Exemplar Retrieval Without Overhypothesis Induction: Limits of Distributional Sequence Learning in Early Word Learning
Summary: arXiv:2604.05243v1 Announce Type: cross
Abstract
Background: Children do not simply learn that balls are round and blocks are square. They learn that shape is the kind of feature that tends to define object categories — a second-order generalisation known as an overhypothesis. This research investigates the learning mechanisms that enable such inductive leaps in early word learning.
Methods
To explore the capabilities of different learning models, we trained autoregressive transformer language models with parameter sizes ranging from 3.4 million to 25.6 million. These models were exposed to synthetic corpora designed with a stable feature dimension of shape across various object categories. Eight different experimental conditions were implemented to control for alternative explanations and ensure the robustness of our findings.
Results
In a comprehensive evaluation involving 120 pre-registered runs, each model was assessed using a 1,040-item wug test battery. Notably, all models achieved perfect first-order exemplar retrieval rates of 100%. However, when it came to second-order generalisation to novel nouns, performance remained at chance levels, ranging between 50% and 52%. This result was further validated through equivalence testing, reinforcing the significance of our findings.
Feature-Swap Diagnostic
A feature-swap diagnostic was conducted to evaluate the mechanisms employed by the models. The results indicated that the models predominantly relied on frame-to-feature template matching rather than developing a structured noun-to-domain-to-feature abstraction. This reliance suggests a fundamental limitation in the models’ capacity to generalise beyond first-order relationships.
Conclusions
The findings from this study reveal critical insights into the limitations of autoregressive distributional sequence learning, particularly under conditions that simulate developmental scales. While the models excelled in retrieving specific exemplars, their struggle to generalise to new nouns highlights challenges in replicating the nuanced learning capabilities observed in human children. Future research should explore alternative architectures and training paradigms that may better capture the complexities of early word learning, potentially leading to improved models that can bridge the gap between first-order retrieval and second-order generalisation.

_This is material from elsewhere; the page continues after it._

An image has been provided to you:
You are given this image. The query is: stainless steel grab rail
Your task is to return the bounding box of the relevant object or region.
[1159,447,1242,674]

Implications for Future Research
- Investigate alternative neural architectures that could enhance generalisation capabilities.
- Explore the role of contextual information in shaping object category understanding.

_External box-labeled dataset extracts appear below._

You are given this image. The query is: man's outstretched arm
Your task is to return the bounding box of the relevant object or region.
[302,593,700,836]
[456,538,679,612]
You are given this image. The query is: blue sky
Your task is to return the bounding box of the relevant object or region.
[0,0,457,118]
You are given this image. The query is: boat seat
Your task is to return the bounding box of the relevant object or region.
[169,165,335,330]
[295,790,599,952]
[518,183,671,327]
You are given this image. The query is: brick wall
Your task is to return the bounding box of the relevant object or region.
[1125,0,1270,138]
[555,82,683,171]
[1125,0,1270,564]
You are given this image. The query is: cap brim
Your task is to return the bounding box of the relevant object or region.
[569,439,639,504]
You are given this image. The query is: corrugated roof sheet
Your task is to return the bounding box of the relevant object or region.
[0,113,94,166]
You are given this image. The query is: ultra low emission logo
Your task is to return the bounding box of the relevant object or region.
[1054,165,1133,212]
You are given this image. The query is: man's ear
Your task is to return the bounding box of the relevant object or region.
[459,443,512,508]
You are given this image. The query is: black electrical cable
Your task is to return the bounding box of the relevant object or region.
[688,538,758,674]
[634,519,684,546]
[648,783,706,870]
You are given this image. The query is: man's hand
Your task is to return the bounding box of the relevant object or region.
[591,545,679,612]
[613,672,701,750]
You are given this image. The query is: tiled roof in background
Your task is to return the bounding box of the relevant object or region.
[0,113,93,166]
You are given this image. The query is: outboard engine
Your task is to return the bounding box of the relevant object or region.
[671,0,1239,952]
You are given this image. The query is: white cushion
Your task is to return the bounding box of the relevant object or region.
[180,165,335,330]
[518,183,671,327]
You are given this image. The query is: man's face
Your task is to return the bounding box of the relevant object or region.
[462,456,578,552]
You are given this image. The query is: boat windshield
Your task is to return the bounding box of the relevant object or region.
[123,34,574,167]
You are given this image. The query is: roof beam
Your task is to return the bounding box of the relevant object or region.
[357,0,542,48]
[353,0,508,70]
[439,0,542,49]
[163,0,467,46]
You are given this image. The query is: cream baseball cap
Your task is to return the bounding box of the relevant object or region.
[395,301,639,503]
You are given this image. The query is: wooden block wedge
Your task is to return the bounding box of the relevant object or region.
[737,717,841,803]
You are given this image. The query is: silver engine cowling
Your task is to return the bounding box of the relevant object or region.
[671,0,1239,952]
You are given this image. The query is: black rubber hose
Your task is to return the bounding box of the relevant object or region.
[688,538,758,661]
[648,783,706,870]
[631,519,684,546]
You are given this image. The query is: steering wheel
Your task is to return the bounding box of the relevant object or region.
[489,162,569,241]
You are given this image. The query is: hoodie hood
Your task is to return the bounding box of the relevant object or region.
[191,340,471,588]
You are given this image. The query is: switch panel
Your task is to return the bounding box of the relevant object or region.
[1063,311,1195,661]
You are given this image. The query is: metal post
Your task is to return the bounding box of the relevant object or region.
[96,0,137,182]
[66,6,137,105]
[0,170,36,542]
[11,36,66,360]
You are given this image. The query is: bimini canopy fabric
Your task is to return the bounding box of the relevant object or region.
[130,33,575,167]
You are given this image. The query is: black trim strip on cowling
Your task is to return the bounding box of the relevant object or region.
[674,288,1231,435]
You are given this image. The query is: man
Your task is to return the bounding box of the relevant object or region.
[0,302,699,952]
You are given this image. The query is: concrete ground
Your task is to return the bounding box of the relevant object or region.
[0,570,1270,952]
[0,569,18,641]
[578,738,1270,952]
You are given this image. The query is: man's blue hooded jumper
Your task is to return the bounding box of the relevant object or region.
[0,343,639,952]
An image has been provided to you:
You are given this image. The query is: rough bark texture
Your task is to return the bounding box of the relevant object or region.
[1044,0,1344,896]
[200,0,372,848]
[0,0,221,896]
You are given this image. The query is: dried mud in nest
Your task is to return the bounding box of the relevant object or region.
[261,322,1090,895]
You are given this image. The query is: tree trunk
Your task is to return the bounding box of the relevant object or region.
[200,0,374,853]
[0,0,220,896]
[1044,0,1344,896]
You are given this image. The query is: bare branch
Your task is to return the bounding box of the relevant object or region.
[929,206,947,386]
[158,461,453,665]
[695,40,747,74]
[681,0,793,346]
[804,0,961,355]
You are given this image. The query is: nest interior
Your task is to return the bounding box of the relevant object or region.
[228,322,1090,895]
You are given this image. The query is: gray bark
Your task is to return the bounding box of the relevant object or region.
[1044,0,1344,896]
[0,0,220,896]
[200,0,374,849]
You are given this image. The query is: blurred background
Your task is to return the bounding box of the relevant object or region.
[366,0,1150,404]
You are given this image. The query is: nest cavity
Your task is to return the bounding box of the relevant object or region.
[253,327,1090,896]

- Assess the impact of different training datasets on learning outcomes.
- Examine the integration of multimodal inputs to enrich learning experiences.
This study not only contributes to our understanding of machine learning mechanisms but also poses significant questions about the nature of cognitive development in children, offering a bridge for interdisciplinary research between artificial intelligence and developmental psychology.